Nas próximas semanas, deve se acirrar o debate sobre a "Operação Tabajara", o escândalo da negociação do dossiê que visava alterar o favoritismo na corrida ao governo de São Paulo, mas que, involuntariamente, alterou (ou "melou", na linguagem dos inocentes) outra corrida, a presidencial. Seria desejável que também houvesse espaço para discutir outras questões, como o aparente (e falso) consenso sobre as políticas econômicas a serem implementadas no futuro.

Na economia, vários analistas, especialmente estrangeiros, têm tido uma visão Coca-Cola/Pepsi-Cola do futuro governo: não importa quem venha comandar a economia, o gosto seria o mesmo. Os alicerces da política econômica não serão modificados - câmbio flutuante, superávit primário e metas de inflação - e o resto... bom, o resto não faz tanta diferença, assim pensam. No limite, quando a disputa fica muito acirrada, os mercados financeiros têm reagido mais ao risco à governabilidade do que à escolha em si.

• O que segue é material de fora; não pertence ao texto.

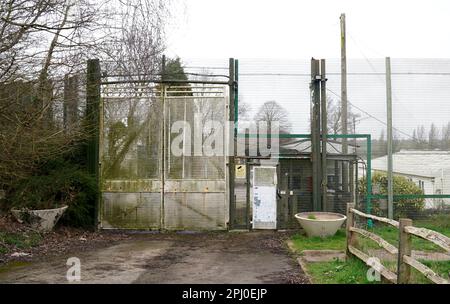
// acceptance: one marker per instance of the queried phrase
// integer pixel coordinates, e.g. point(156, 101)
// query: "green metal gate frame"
point(94, 119)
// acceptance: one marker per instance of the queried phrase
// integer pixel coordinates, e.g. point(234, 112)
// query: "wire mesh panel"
point(162, 156)
point(194, 188)
point(130, 156)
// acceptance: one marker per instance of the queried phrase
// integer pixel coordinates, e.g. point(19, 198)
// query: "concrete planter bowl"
point(320, 224)
point(43, 220)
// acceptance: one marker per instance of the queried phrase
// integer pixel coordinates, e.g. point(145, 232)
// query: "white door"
point(264, 198)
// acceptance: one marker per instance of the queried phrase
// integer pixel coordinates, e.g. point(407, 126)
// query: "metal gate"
point(145, 181)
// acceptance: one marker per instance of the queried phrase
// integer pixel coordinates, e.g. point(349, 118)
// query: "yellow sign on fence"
point(240, 171)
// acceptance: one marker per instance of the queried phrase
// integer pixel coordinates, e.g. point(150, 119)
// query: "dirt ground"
point(226, 257)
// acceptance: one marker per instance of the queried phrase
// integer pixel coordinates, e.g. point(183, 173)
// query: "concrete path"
point(255, 257)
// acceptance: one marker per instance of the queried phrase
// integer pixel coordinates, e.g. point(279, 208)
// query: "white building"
point(430, 170)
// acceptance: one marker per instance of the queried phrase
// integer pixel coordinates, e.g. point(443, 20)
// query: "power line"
point(368, 114)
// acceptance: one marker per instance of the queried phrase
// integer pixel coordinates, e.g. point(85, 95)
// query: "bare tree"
point(43, 40)
point(270, 112)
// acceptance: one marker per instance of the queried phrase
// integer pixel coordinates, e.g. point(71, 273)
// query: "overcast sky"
point(302, 29)
point(281, 36)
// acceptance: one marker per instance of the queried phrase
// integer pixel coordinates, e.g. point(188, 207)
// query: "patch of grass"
point(390, 234)
point(335, 242)
point(18, 240)
point(441, 268)
point(352, 271)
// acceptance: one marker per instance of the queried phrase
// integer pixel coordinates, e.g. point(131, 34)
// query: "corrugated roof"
point(430, 163)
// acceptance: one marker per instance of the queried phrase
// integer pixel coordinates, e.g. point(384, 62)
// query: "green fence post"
point(92, 120)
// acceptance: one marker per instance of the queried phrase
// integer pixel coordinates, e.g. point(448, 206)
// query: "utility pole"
point(323, 113)
point(389, 138)
point(344, 110)
point(315, 134)
point(232, 141)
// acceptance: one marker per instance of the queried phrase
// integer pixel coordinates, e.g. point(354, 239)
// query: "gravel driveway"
point(226, 257)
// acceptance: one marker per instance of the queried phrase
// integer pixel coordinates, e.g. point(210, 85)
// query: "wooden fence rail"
point(405, 261)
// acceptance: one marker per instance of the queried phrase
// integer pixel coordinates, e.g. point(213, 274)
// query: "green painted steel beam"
point(410, 196)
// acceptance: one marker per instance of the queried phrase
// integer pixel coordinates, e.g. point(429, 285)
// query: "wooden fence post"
point(404, 248)
point(350, 223)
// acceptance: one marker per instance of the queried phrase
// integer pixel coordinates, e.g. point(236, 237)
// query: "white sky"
point(281, 36)
point(302, 29)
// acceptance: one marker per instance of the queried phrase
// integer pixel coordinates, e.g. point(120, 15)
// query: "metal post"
point(315, 134)
point(163, 140)
point(369, 179)
point(404, 248)
point(92, 122)
point(231, 158)
point(323, 112)
point(389, 138)
point(344, 101)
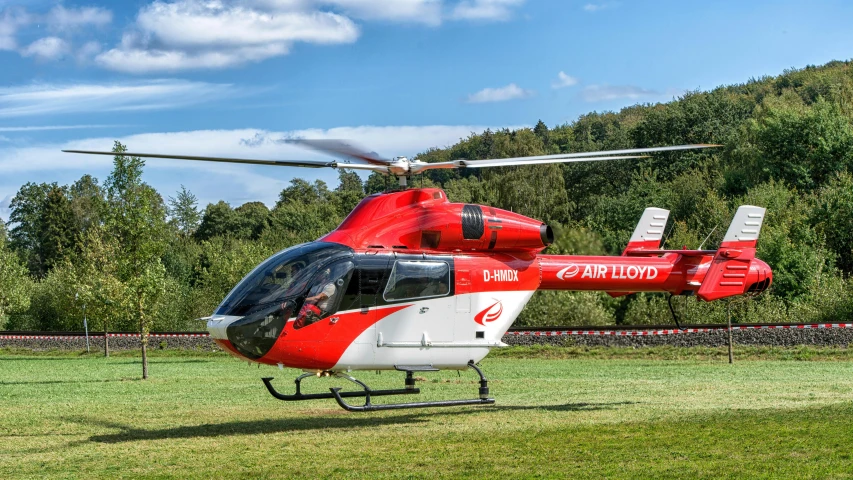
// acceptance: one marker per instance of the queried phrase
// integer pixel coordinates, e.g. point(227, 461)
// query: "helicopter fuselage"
point(411, 279)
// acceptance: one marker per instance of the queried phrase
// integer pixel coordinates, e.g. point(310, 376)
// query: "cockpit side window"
point(286, 275)
point(327, 288)
point(417, 279)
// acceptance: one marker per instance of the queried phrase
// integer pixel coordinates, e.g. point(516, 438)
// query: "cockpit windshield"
point(282, 276)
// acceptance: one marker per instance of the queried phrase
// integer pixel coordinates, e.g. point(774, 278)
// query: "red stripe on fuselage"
point(320, 345)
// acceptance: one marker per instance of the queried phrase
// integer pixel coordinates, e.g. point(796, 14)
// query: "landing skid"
point(367, 393)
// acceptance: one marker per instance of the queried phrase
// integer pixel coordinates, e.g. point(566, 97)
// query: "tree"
point(14, 283)
point(136, 218)
point(833, 217)
point(100, 289)
point(56, 229)
point(251, 219)
point(184, 211)
point(218, 220)
point(349, 192)
point(25, 222)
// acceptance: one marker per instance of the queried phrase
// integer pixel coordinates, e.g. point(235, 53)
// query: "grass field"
point(209, 417)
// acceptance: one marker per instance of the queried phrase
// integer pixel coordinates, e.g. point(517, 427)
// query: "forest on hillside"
point(138, 259)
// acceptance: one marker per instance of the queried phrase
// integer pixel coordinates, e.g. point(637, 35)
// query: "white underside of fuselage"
point(439, 332)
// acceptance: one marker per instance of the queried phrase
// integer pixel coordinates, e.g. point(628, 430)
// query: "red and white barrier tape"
point(99, 335)
point(536, 333)
point(675, 331)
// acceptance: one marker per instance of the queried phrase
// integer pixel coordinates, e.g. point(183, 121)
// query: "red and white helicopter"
point(413, 282)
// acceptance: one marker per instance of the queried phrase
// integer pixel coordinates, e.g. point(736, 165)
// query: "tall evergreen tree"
point(184, 211)
point(57, 229)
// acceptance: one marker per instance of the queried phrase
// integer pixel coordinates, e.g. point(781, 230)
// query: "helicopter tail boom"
point(710, 274)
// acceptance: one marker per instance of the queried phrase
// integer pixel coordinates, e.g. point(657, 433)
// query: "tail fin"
point(649, 231)
point(734, 264)
point(743, 231)
point(647, 236)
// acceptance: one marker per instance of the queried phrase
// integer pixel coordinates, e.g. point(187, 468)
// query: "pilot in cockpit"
point(319, 301)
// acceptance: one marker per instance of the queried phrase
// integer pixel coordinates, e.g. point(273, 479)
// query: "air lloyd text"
point(619, 272)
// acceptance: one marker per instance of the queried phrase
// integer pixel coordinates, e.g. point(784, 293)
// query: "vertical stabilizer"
point(743, 231)
point(649, 232)
point(735, 270)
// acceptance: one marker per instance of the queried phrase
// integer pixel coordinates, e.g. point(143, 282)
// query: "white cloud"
point(599, 93)
point(43, 99)
point(191, 34)
point(4, 208)
point(88, 51)
point(564, 81)
point(11, 19)
point(65, 19)
point(415, 11)
point(501, 94)
point(214, 181)
point(484, 9)
point(47, 48)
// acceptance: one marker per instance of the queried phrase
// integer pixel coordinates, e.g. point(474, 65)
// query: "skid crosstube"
point(367, 393)
point(315, 396)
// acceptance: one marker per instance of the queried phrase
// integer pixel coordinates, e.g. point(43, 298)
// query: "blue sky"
point(230, 77)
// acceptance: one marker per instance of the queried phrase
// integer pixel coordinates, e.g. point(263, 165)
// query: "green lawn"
point(211, 417)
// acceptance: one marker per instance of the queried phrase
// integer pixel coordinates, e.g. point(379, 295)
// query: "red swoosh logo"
point(490, 313)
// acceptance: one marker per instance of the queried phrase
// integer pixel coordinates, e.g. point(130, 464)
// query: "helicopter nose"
point(217, 326)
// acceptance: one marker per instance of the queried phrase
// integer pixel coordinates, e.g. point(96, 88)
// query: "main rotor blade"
point(341, 148)
point(510, 162)
point(253, 161)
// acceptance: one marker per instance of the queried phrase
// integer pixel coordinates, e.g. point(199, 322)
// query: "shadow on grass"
point(254, 427)
point(52, 382)
point(568, 407)
point(111, 361)
point(259, 427)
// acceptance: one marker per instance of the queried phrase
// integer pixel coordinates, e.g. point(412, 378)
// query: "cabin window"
point(417, 279)
point(324, 296)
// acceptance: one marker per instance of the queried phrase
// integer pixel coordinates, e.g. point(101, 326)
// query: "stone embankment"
point(840, 335)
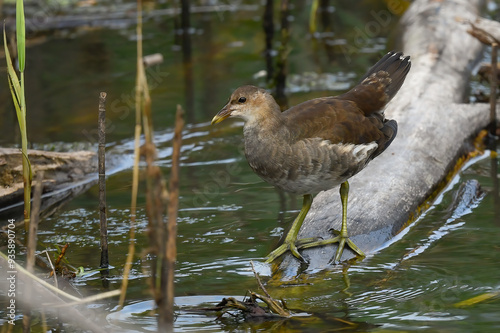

Mas não há consenso sobre o diagnóstico ou as mudanças necessárias na economia para alavancar o crescimento. No limite, há também o risco de políticas, revestidas de boas intenções, que levem ao retrocesso. Listo, abaixo, uma série de assuntos na área de economia em que seria interessante aprofundar o debate:

1. Diagnóstico: existem entraves ao crescimento econômico que vão além do binômio juros altos e câmbio apreciado, que mais refletem os problemas da economia do que os causam. O nó básico do crescimento no curto e médio prazos é a conjunção de uma carga tributária extremamente elevada - necessária para financiar gastos públicos crescentes - com outros entraves à produção e investimento. No longo prazo, o problema é a necessidade de elevar a qualidade da educação no Brasil. Problemas de governança existem em várias economias emergentes, mas a combinação desses entraves com uma carga tributária elevada parece ser unicamente brasileira. Esse diagnóstico deve ganhar força caso os juros continuem a cair nos próximos meses e anos (como conseqüência do sucesso no combate à inflação), e o crescimento não reaja de acordo com as expectativas. Seria bom anteciparmos esse debate.

2. Gastos públicos e reformas: a redução na carga tributária (ou, pelo menos, o seu não-crescimento) requer equacionar o aumento dos gastos públicos. Já há sinais de boas intenções em diversos pontos do espectro político, como, por exemplo, na intenção do atual governo, caso eleito, de reduzir lentamente os gastos públicos como proporção do PIB nos próximos anos. A capacidade de aprovar as reformas é essencial. Neste sentido, preocupa a recente afirmação do atual ministro da Fazenda de que continua não convencido da necessidade da reforma da Previdência, apesar do consenso entre os especialistas.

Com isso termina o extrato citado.